The resources section has ideas/links for left behind packages


April 28, 2022

Dear Lord, thank you for a hope and vision of life that transcends all human pain and suffering as we join in Your suffering on the Cross. Thank you that now our anguish and the anguish of the whole world will be smothered with Your love and joy. Amen.

Father Ezekiel began, "When the trumpet sounded there was a sudden blast and my whole body was transformed. I thought, it's so beautiful, so very, very simple, I'm flying and dancing with Jesus, it's all soooo simple, it's real and I can see it. While Jesus and I were dancing He was showing me new steps. The Lord does this every day with us, He arranges and orders our steps anew each morning, it is up to us to decide whether or not we follow them. There were no more veils, no more filters, it was so very real, where humanity and divinity meet and the two become one. One Church, one body in Christ, when we are one in His agonizing, suffering on the Cross, we become one in His joyous, euphoric glory for all eternity. He truly completes us.

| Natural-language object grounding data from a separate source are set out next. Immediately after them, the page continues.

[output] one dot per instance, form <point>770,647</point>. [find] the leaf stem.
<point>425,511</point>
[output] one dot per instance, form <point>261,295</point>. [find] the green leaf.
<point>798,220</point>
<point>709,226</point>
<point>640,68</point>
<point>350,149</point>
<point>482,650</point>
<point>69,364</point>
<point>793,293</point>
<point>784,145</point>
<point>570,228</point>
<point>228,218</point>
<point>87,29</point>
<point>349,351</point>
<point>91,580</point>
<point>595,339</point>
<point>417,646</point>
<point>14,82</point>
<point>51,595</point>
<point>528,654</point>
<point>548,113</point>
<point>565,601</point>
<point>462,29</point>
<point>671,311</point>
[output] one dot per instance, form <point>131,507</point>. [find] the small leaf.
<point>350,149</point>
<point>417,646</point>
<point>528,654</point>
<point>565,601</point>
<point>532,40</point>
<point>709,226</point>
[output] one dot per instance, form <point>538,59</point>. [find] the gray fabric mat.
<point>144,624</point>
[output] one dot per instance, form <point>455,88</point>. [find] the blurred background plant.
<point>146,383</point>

"I suddenly saw a big bowl of soup and had a ladle in my hand and heard the Lord telling me to take a big scoop from the bottom of the bowl as this would feed and nourish us body and soul.

"I got, experienced true love of the Cross, both sides and understood that the participation of His great martyrdom of love suffered during His passion, leads to the joy of understanding the love He poured out of His heart for all of us. And the beauty of all this is, we get to experience this NOW with no barriers, no filters, no veils, it's real and it's forever."

As it is written in Nehemiah 8:10, "The joy of the Lord is our strength."

When Father Ezekiel shared what he had seen and experienced through the revelation and grace of God, this reminded me of the story of 16-year-old, Robin Graham.

Robin is the youngest person in history to ever sail all the way around the world alone. He decided to try this incredible feat when he was only 16. Little did he know all he was getting into. His voyage took three years and, in that time, he was smashed broadside by ocean storms, one time his mast was snapped in two by a wave; another time he was almost totally destroyed by a waterspout. Robin's worst experience, was near the equator, in the doldrums, that windless, current less part of the ocean. He became so discouraged that he completely gave up. He covered his boat with kerosene and set it on fire right out in the middle of the ocean. Robin quickly changed his mind, jumped back on board and had to put out the fire with his bare hands.

After three years, Robin Graham sailed into the Los Angeles harbor as the youngest person ever to sail around the world alone. He was greeted enthusiastically by boats with banners, crowds and news reporters. Cars honked and steam boats blasted their whistles as he came sailing through the channel. The joy, the ecstasy of that moment was unlike any he had ever known. No return from another sailing trip had been as glorious, but no other sailing trip had been so agonizing. The investment, the pain and the agony of this round the world trip were essential ingredients in the ecstasy of this dramatic homecoming.

This is one of the great truths of Scripture that we may come to appreciate anew through our trials and tribulations, involving pain, disappointment and even agony, that deep sense of joy, real fulfillment and true maturity and trust in our Lord Jesus. Paul says in Romans 5, "that suffering produces endurance, and endurance produces character, and character produces hope."

And in James 1:2-4 reads, "the trials and agony of life are the indispensable building blocks of human character, the essential road to be traveled if we are to be "mature and complete."

It is finished! Let the celestial symphony scratch out its last mournful notes of discord, before it bursts into joyous and glorious song! Amen!